産総研セルダイナミクス研究グループは、 オワンクラゲ、ウミシイタケなど海洋性発光生物のGFPを持った発光生物が、本来備えているルシフェリンをエネルギー源としてGFPを光らせる「生物発光共鳴エネルギー移動(BREI=Bioluminescence Resonance Energy Transfer)」という現象に注目した。
この現象を応用して簡便にGFPを光らせる技術と、それを用いた生物発光イメージング技術の開発に取り組み、GFPと海洋性発光生物ウミシイタケのルシフェラーゼとを、適当なリンカーペプチドで結合した人工タンパク質を作製し、リンカーペプチド配列の最適化を行った。

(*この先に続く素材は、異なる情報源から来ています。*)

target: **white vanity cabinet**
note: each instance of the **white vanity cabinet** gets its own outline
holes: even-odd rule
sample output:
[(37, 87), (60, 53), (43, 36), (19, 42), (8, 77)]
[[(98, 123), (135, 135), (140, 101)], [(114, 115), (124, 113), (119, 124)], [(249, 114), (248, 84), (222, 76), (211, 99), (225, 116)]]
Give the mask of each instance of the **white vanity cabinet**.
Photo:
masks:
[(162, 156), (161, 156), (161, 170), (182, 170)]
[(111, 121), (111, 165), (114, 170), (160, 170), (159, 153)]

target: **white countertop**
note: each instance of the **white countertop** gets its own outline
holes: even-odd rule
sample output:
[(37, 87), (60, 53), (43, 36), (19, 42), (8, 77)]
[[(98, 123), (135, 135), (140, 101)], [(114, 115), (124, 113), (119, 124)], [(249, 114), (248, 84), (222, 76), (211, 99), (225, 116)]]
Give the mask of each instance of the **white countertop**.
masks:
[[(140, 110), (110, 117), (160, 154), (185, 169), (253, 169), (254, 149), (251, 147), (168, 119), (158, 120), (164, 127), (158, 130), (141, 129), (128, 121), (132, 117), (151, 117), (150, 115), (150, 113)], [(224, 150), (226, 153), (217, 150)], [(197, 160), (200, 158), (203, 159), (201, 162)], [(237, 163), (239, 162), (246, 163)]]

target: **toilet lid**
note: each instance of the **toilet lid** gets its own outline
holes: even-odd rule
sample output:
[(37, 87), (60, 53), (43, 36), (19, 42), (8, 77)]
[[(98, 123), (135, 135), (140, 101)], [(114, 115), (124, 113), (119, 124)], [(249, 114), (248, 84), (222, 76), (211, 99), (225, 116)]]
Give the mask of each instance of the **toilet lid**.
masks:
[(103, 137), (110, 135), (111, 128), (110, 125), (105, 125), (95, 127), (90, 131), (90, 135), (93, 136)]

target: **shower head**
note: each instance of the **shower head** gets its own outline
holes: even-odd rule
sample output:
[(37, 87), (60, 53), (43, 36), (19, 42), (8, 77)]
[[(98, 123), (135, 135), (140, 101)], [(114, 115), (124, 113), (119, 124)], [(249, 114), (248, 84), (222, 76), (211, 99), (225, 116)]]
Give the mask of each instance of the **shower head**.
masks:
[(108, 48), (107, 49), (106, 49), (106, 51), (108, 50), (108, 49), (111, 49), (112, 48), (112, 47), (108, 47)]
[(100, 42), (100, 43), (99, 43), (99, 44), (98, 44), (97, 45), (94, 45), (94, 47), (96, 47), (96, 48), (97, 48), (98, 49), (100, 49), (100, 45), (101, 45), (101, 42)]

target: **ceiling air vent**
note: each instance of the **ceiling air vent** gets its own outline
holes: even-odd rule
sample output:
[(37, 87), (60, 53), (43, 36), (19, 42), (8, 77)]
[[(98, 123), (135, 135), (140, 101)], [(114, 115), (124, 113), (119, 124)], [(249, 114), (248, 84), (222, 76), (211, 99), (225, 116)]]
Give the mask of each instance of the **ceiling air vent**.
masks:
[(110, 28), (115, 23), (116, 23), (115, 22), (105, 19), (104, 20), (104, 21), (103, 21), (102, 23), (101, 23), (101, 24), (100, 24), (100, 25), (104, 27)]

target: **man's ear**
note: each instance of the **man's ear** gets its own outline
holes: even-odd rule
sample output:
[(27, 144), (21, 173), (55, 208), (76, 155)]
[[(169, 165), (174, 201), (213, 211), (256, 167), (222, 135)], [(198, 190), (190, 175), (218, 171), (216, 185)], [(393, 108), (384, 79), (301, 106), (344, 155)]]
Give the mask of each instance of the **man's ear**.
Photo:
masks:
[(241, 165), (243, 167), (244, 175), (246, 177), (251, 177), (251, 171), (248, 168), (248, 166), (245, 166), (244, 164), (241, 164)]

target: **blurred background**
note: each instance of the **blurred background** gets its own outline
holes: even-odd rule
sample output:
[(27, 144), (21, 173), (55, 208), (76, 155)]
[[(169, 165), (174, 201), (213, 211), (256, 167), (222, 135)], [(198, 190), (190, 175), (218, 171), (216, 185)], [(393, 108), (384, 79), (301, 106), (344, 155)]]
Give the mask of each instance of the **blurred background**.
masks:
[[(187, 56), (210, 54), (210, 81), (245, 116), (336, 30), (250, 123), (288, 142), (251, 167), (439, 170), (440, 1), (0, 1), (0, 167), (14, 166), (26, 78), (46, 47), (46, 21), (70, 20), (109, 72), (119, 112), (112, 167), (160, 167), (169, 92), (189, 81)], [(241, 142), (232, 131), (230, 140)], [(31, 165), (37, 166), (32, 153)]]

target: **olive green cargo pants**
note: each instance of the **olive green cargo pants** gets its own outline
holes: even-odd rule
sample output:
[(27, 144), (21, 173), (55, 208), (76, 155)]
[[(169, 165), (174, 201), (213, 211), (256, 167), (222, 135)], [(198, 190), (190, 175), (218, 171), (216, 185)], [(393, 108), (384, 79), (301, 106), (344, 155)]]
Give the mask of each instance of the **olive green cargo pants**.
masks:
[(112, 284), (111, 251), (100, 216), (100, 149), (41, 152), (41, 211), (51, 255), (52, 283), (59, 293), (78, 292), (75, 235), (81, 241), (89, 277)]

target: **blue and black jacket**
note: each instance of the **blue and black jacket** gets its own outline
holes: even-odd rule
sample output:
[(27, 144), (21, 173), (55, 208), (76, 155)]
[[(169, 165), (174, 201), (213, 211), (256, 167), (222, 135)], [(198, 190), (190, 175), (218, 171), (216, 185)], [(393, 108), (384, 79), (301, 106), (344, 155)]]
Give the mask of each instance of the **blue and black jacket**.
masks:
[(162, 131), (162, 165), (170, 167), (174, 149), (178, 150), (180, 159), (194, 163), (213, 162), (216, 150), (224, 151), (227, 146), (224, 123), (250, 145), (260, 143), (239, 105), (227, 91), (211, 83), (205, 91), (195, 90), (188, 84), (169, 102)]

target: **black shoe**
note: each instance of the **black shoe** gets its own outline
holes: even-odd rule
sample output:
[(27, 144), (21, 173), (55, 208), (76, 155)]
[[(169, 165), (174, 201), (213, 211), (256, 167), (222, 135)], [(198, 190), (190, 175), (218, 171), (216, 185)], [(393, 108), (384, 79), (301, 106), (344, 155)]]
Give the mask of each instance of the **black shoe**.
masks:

その結果、非常に高効率のBREIを誘導することに成功し、これを「自己励起蛍光タンパク質=BRET-based Auto-illuminated Fluorescent-protein(BAF)」という概念で提唱している。
また3種のGFP変異体(AcGFP、EGFP、EYFP)を用いた人工タンパク質を作製し、BAF―A、BAF―G、BAF―Yと名付けた。これらは、ルシフェリンさえあれば蛍光を発し、用いるGFP変異体の特性により、発光スペクトルが変えられる。
また発光強度は、ルシフェラーゼ本来の強度に比べて約4倍も明るく、生きている1細胞の活動を観察できる強度である。実際に培養細胞で発現させたBAF―Yは、生きた細胞中でも高い効率で発光した。

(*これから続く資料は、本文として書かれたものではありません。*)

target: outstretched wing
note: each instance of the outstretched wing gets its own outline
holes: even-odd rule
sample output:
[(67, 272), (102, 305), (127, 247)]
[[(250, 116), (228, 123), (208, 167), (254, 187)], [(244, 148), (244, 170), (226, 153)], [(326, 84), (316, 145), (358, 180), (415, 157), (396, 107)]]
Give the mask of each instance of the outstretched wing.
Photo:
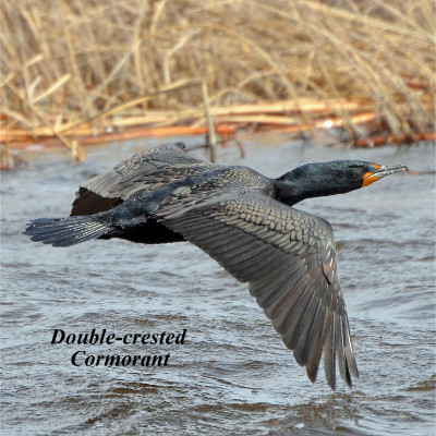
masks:
[[(130, 198), (136, 190), (143, 192), (147, 187), (153, 190), (157, 182), (148, 181), (147, 177), (167, 168), (192, 167), (192, 171), (199, 172), (206, 167), (214, 166), (186, 155), (183, 148), (183, 143), (164, 144), (134, 155), (112, 170), (94, 177), (81, 185), (70, 215), (92, 215), (108, 210)], [(172, 177), (182, 178), (185, 174), (173, 171)], [(167, 175), (166, 181), (172, 181), (171, 174)]]
[(249, 282), (312, 382), (324, 353), (329, 386), (336, 361), (351, 386), (359, 375), (327, 221), (254, 191), (162, 205), (155, 218)]

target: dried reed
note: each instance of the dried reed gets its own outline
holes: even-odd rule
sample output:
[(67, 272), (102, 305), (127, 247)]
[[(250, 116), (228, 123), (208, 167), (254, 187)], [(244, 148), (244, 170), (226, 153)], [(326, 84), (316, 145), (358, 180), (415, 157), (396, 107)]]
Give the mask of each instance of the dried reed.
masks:
[(3, 138), (205, 125), (204, 86), (215, 123), (331, 116), (355, 133), (370, 111), (378, 132), (433, 131), (434, 12), (431, 0), (3, 0)]

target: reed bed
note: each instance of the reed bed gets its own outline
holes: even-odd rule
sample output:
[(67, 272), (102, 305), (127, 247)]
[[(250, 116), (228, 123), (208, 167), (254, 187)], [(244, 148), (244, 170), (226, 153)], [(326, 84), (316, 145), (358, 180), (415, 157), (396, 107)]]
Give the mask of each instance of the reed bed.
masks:
[(82, 137), (138, 125), (435, 130), (429, 0), (2, 0), (1, 15), (2, 142), (55, 135), (81, 158)]

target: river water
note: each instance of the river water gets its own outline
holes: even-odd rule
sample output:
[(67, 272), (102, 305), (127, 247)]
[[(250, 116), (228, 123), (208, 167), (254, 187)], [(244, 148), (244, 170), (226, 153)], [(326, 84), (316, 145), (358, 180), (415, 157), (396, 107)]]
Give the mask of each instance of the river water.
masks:
[[(323, 371), (308, 382), (247, 287), (195, 246), (111, 240), (53, 249), (21, 234), (29, 219), (66, 216), (83, 181), (157, 144), (90, 148), (80, 165), (63, 153), (29, 154), (28, 167), (1, 174), (2, 434), (434, 435), (434, 147), (249, 141), (245, 159), (219, 150), (220, 164), (269, 177), (348, 158), (411, 170), (298, 205), (328, 219), (338, 244), (360, 378), (352, 389), (339, 380), (334, 392)], [(165, 331), (164, 342), (186, 331), (183, 343), (52, 344), (55, 329)], [(81, 366), (71, 362), (77, 351), (86, 352)], [(84, 364), (88, 355), (168, 353), (166, 366)]]

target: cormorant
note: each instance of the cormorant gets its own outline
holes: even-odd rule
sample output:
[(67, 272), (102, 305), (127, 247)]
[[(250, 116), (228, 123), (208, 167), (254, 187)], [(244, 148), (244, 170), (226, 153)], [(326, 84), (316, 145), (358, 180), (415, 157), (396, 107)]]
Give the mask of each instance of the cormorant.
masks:
[(161, 145), (96, 175), (71, 216), (32, 221), (33, 241), (70, 246), (95, 238), (146, 244), (190, 241), (249, 289), (296, 362), (315, 382), (320, 355), (336, 388), (359, 377), (328, 221), (294, 209), (408, 171), (360, 160), (307, 164), (278, 179), (195, 159), (184, 144)]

細胞核のDNAに集積するタンパク質(ヒストンH2AX)にBAF―Yを融合させた人工タンパク質を発現させた細胞を、新開発の生物発光顕微鏡AB3000BCellgraph(ATTO)で観察しており、高い空間および時間解像度による、1細胞生物発光イメージングに世界で初めて成功した。
産総研では今後、BAF自体の更なる改良や、高効率BREIが起こる分子機構の解明、また細胞内で起こる現象を高精・リアルタイムにモニタ可能な生物発光イメージングシステムの開発を目指す。さらには、簡便な検査試薬としての可能性も追求したい考えだ。